Dehydration causes body weight loss, skin and mucosa dryness, decrease of subcutaneous turgor and eyeballs tone, hypothermia, tachycardia, oliguria, thirst. While dehydration progresses compensatory mechanisms weaken and central nervous system suffers: patients become sluggish, confused; hallucinations, cramps and unconsciousness are also possible. Laboratory tests show blood concentration.

One of the most important things in treatment of dehydrated patients is daily balance of fluid: check it carefully trough measuring of daily received and lost fluids (food, infusions, stool and urine output). In case of fever or tachypnea make necessary corrections. Balance should be calculated every 12-24 hours (special paper forms make this easier).

 

Daily fluid balance is calculated by adding all the received fluids (both enteral and parenteral ways) and deducting urine output, stool, perspiration and breathing water loss.

You should remember, that perspiration depends on body temperature: in case of normal temperature (36,6ºC) patient looses 0,5 ml/kg of water during every hour; 1 degree of temperature elevation adds 0,25 ml/kg to normal value of 0,5 ml/kg.

According to the fluid balance infusion therapy is divided into positive (for dehydrated patients), negative (for overhydrated patients) and “zero” (for patients without balance disorders).

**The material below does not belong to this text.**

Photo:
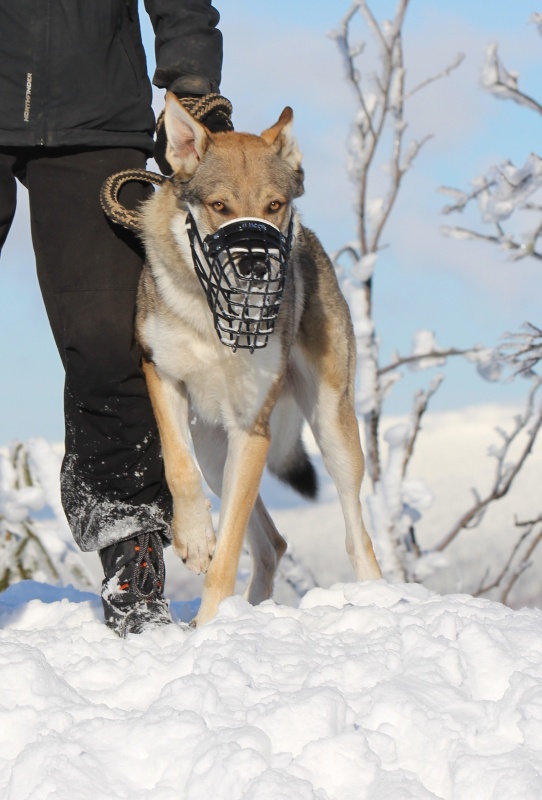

Water deficiency is calculated according to the formula:

W def = (Htp-Htn)* 0,2 BW/ Htn,

W def – water deficiency, l;

Htp – hematocrit of the patient, l/l;

Htn –  normal hematocrit, l/l;

BW – body weight, kg.

Use crystalloids to treat water deficiency: saline solution, Ringer’s solution, Ringer-lactate solution, electrolytic solutions, 5%, 10, 20% glucose solution. To control potassium concentration (during dehydration this cation is widely lost) prescribe polarizing GIK mixture (pic.9.4), but don’t you ever infuse concentrated potassium solutions quickly – it can cause cardiac arrest (not more than 400 of GIK solution ml per hour).